PTLD in the CNS is very rare and is only described as case reports in the literature [10, 11]. In two cases, the EBV PTLD was only localized to the CNS and was successfully treated with rituximab [10]. In another case, with EBV PTLD in peripheral regions and CNS, a complete remission was obtained during treatment with rituximab and the antiviral drug cidofovir [11]. These cases, combined with our results, may suggest that the blood-brain barrier is deficient in PTLD in the CNS, perhaps due to abnormal tumor vessels and the edema that often surrounds the lymphoma. Rituximab combined with antiviral therapy, and if possible reduction of immunosuppression, is a nontoxic alternative to systemic and intrathecal chemotherapy in this group of patients. Cerebral involvement in multiple myeloma is very uncommon with a poor prognosis. In two studies with review of the literature, the median survival from the time of diagnosis to death is 1.5 and 2.0 months, respectively [12, 13]. In a case report, an intracerebral plasmacytoma has been diagnosed as the initial presentation of multiple myeloma [14], but, to our knowledge, an EBV PTLD of plasmacytic origin with exclusive CNS involvement has not been described previously. Moreover, our patient had a much more indolent clinical course than patients with multiple myeloma and involvement of the CNS.

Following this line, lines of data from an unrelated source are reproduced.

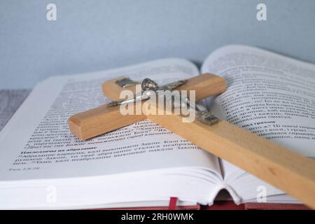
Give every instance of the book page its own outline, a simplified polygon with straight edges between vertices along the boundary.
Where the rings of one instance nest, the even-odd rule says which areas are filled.
[[[102,83],[121,76],[167,83],[199,74],[192,63],[169,59],[39,83],[0,132],[0,181],[113,174],[202,167],[220,173],[218,158],[149,120],[80,141],[71,134],[73,114],[109,102]]]
[[[211,54],[202,71],[227,80],[227,91],[209,99],[216,116],[315,157],[314,65],[252,47],[227,46]],[[241,202],[255,202],[261,186],[266,189],[267,202],[298,202],[288,195],[281,197],[284,192],[226,160],[220,164],[224,181]]]
[[[315,65],[242,46],[221,48],[202,71],[225,77],[218,117],[307,157],[315,157]]]

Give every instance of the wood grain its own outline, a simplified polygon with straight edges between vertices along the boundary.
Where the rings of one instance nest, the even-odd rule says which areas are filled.
[[[315,209],[315,162],[311,159],[224,120],[209,126],[197,119],[183,122],[181,115],[147,117]]]

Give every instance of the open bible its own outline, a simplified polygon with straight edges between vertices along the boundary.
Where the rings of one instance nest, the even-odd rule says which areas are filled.
[[[0,209],[162,206],[170,197],[178,205],[211,205],[221,190],[236,204],[300,203],[149,120],[88,141],[69,131],[71,115],[109,102],[105,80],[163,84],[205,72],[227,82],[225,93],[202,102],[215,115],[315,158],[315,66],[227,46],[201,71],[173,58],[38,84],[0,132]]]

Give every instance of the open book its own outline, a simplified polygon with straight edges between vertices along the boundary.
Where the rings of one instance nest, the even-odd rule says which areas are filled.
[[[237,204],[299,203],[244,170],[144,120],[80,141],[73,114],[109,102],[105,80],[159,83],[211,72],[227,90],[204,100],[218,117],[315,158],[315,66],[243,46],[212,52],[201,71],[182,59],[49,78],[38,84],[0,132],[0,209],[212,204],[225,189]],[[264,197],[266,196],[266,197]]]

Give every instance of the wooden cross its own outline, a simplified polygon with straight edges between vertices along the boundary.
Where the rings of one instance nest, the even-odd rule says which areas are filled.
[[[104,83],[104,96],[116,101],[121,99],[119,96],[123,90],[136,94],[133,83],[124,84],[125,80],[130,81],[120,77]],[[225,79],[210,74],[191,78],[176,88],[195,90],[196,101],[222,93],[225,89]],[[165,108],[157,106],[156,110]],[[213,125],[200,119],[183,122],[183,114],[161,112],[158,114],[164,115],[122,115],[120,106],[103,105],[72,115],[68,122],[72,134],[80,139],[88,139],[148,118],[315,209],[315,162],[311,159],[225,120]]]

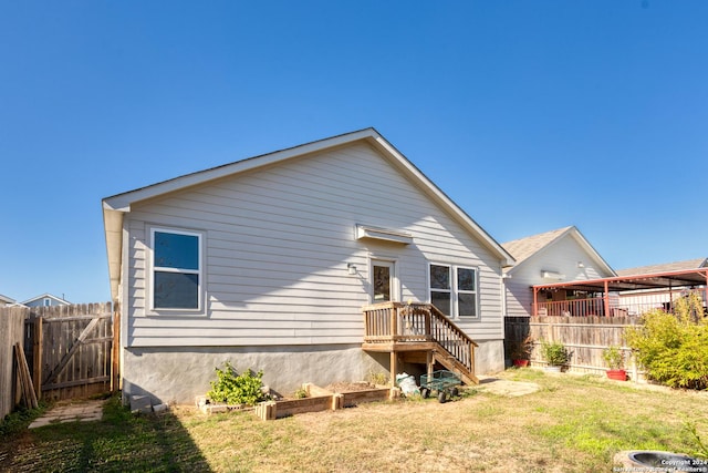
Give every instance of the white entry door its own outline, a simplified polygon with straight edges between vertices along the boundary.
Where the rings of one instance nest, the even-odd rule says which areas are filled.
[[[372,259],[372,302],[388,302],[397,299],[398,287],[396,264],[381,259]]]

90–95% of adults worldwide have been infected with EBV, and PTLD is, with increasing incidence, the most common cause of cancer-related mortality after solid organ transplantation. Due to this, there is a need for randomized phase III trials to define the optimal treatment of this tumor, where the goal is complete remission of the PTLD and preservation of the transplanted organ, while minimizing treatment-related toxicity in this group of patients, who are characterized by considerable serious comorbidity.

Disclosure

A part of case 1 of this paper has recently been published in the Danish Ugeskrift for Laeger 2010; 172: 2907-2908.

Conflict of Interests

The authors declare that there is no conflict of interests.